Waterschap Zuiderzeeland streeft ernaar om samen te werken aan integraal waterbeheer voor een veilige, kwalitatief goede en aantrekkelijke leefomgeving op een open en verantwoorde werkwijze. Deze missie is vertaald naar drie belangrijke doelen en vijf thema's. De drie doelen zijn veiligheid, voldoende water en schoon water. De vijf thema's zijn stedelijk water, calamiteitenbestrijding, vergunningverlening en handhaving, communicatie en de belevingswaarde van water.

Veiligheid

Hoog water is een reële bedreiging voor de veiligheid in Flevoland. De primaire keringen beschermen Flevoland tegen deze bedreiging. Het waterschap wil ook in de toekomst de veiligheid blijven waarborgen door zich voor te bereiden op sociale, ruimtelijke, economische en klimatologische ontwikkelingen. De veiligheid van Flevoland tegen overstromingen wordt binnendijks ondersteund door een compartimenteringsdijk (de Knardijk). De buitendijkse gebieden worden door middel van regionale keringen beschermd tegen de dreiging van hoog water.

Voldoende water

Het Waterschap wil een robuust watersysteem dat voorbereid is op de effecten van toekomstige klimaatveranderingen. Dit betekent dat het watersysteem zo is ingericht dat wateroverlast wordt voorkomen tegen maatschappelijk aanvaardbare kosten. De andere kant van de verwachte klimaatveranderingen is dat ook extreem droge periodes vaker voor zullen komen. Het robuuste watersysteem dat het Waterschap nastreeft zal dan ook in staat moeten zijn om te anticiperen op watertekort tijdens extreme droogte. Daarbij is de feitelijke situatie van het watersysteem ook daadwerkelijk zoals in de legger is beschreven. Het beheer en onderhoud richt zich op het goed functioneren van het watersysteem, daarnaast is het ook afgestemd op het ter plekke gewenste ecologische functioneren van de watergang. Grondwaterbeheer (uitgezonderd drinkwaterwinning, grote industriële onttrekkingen van meer dan 500.000 m³ per jaar en koude-warmte opslag) ligt vanaf 2009 bij het Waterschap. De verschillende eisen die gebruiksfuncties stellen aan het peil, de voorraad en de kwaliteit van het grondwater zullen goed moeten worden afgestemd.

Schoon water

Goede leef, verblijf- en voortplantingsmogelijkheden (structuurdiversiteit) voor de aquatische flora en fauna in het beheergebied zijn noodzakelijk. Het Waterschap streeft naar een goede oppervlaktewaterkwaliteit waarbij de aanwezigheid van schadelijke stoffen in het water en de waterbodems geen probleem is. Veel menselijke activiteiten hebben een negatief effect op de kwaliteit van het water doordat water wordt verontreinigd. Door goed om te gaan met afvalwater zorgt het Waterschap ervoor dat zo veel mogelijk van deze effecten teniet worden gedaan.

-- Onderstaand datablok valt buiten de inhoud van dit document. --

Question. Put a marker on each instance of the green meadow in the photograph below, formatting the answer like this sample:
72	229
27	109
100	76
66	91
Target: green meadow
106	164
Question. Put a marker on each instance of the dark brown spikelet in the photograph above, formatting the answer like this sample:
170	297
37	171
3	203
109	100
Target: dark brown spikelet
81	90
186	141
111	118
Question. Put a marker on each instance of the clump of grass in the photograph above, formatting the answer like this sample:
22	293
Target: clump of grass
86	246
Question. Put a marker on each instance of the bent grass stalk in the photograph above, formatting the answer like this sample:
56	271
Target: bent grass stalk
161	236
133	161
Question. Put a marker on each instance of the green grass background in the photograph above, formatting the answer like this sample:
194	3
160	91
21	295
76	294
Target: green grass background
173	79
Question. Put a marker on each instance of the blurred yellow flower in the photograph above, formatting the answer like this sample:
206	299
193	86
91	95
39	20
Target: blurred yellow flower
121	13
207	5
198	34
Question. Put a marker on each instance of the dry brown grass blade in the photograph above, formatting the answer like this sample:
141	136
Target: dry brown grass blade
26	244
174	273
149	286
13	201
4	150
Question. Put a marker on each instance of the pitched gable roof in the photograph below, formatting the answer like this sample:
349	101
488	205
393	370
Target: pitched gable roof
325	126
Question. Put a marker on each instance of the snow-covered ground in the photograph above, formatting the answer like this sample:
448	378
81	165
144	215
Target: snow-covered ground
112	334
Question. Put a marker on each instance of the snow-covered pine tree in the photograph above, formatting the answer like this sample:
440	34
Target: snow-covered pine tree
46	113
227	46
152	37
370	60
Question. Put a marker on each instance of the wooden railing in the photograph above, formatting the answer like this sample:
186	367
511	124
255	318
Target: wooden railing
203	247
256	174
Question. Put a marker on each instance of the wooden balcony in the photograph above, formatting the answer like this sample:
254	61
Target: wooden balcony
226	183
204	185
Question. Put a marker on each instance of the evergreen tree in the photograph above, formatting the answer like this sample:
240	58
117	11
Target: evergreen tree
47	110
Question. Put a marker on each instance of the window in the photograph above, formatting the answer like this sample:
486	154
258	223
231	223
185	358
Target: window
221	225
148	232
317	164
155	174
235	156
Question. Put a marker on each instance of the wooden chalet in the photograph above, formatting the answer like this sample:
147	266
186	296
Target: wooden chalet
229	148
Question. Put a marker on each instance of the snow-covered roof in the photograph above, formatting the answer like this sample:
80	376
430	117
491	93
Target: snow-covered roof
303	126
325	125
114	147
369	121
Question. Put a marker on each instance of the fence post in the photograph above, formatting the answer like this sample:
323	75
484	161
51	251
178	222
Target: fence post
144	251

Het bestemmingsplan is in overeenstemming met het Waterbeheerplan.

Waterkader 2013

Om aan te geven wat er voor het waterbeheer in, maar ook ná het watertoets proces belangrijk is,
heeft Waterschap Zuiderzeeland dit Waterkader opgesteld. Het Waterkader geeft richting en houvast
voor waterzaken binnen ruimtelijke plannen en bevat een handreiking om te komen tot de verplichte watertoets bij bestemmingsplannen.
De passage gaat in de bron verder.